The secretary is similarly hobbled when it comes to cost-sharing. Governors across the political spectrum have requested that beneficiaries pay higher co-payments, premiums, and deductibles. Most of those proposals have been shot down, especially when they involve children. “For the lowest-income children, the law is pretty tight on no co-pays or premiums,” says Joan Alkers, the deputy executive director of the Georgetown University Center for Children and Families. That constraint doesn’t disappear just because the secretary wants buy-in for the expansion.

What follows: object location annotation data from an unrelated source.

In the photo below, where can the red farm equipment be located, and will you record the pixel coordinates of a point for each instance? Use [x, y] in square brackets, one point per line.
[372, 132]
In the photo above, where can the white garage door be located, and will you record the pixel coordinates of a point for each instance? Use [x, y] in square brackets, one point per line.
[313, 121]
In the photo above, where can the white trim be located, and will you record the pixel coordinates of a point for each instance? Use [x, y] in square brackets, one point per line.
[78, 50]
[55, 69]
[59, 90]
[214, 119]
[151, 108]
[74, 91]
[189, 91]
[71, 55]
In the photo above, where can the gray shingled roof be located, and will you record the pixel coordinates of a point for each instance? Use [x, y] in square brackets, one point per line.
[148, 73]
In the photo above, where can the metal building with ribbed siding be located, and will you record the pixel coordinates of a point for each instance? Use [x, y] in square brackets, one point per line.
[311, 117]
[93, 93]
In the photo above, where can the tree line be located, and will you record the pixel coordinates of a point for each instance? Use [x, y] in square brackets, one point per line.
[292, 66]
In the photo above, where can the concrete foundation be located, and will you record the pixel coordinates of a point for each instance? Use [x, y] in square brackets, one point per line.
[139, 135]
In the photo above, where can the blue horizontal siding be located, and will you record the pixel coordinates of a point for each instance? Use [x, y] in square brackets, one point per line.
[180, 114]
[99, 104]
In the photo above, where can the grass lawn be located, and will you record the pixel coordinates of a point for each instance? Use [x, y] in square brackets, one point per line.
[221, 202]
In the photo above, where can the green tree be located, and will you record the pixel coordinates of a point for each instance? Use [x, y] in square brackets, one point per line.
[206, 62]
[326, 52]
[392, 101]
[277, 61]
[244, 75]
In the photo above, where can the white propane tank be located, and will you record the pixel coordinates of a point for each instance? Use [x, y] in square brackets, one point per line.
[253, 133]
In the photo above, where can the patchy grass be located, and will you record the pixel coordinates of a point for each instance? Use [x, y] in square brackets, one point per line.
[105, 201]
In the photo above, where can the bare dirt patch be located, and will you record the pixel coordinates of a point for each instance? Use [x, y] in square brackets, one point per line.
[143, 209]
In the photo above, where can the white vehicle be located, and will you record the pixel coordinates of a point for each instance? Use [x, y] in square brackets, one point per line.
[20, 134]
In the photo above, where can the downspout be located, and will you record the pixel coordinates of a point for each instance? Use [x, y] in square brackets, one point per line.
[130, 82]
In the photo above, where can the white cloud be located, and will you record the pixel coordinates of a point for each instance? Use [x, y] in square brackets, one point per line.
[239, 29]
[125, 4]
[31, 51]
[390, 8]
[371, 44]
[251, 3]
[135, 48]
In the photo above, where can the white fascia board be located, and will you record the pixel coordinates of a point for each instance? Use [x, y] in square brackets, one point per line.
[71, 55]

The Affordable Care Act also appears to limit the secretary’s ability to permit states to expand partway. Some states may want to use the generous federal match—100 percent for the first three years—to cover more people than they do now but still fewer than required under the 2010 law. This question is less certain, but it doesn’t look good for the states, several lawyers say. “There’s nothing in the 2014 expansion group that would give the secretary the ability to cut it up into pieces,” says Sara Rosenbaum, a professor of health policy at the George Washington University School of Law.

The Obama administration is motivated to secure state cooperation on a key pillar of its signature achievement, but that fact doesn’t help governors much so long as current laws stay on the books. Without congressional action, Medicaid constraints will limit flexibility on those concessions that governors most desire. And that’s true even if a Republican replaces Sebelius as secretary next year.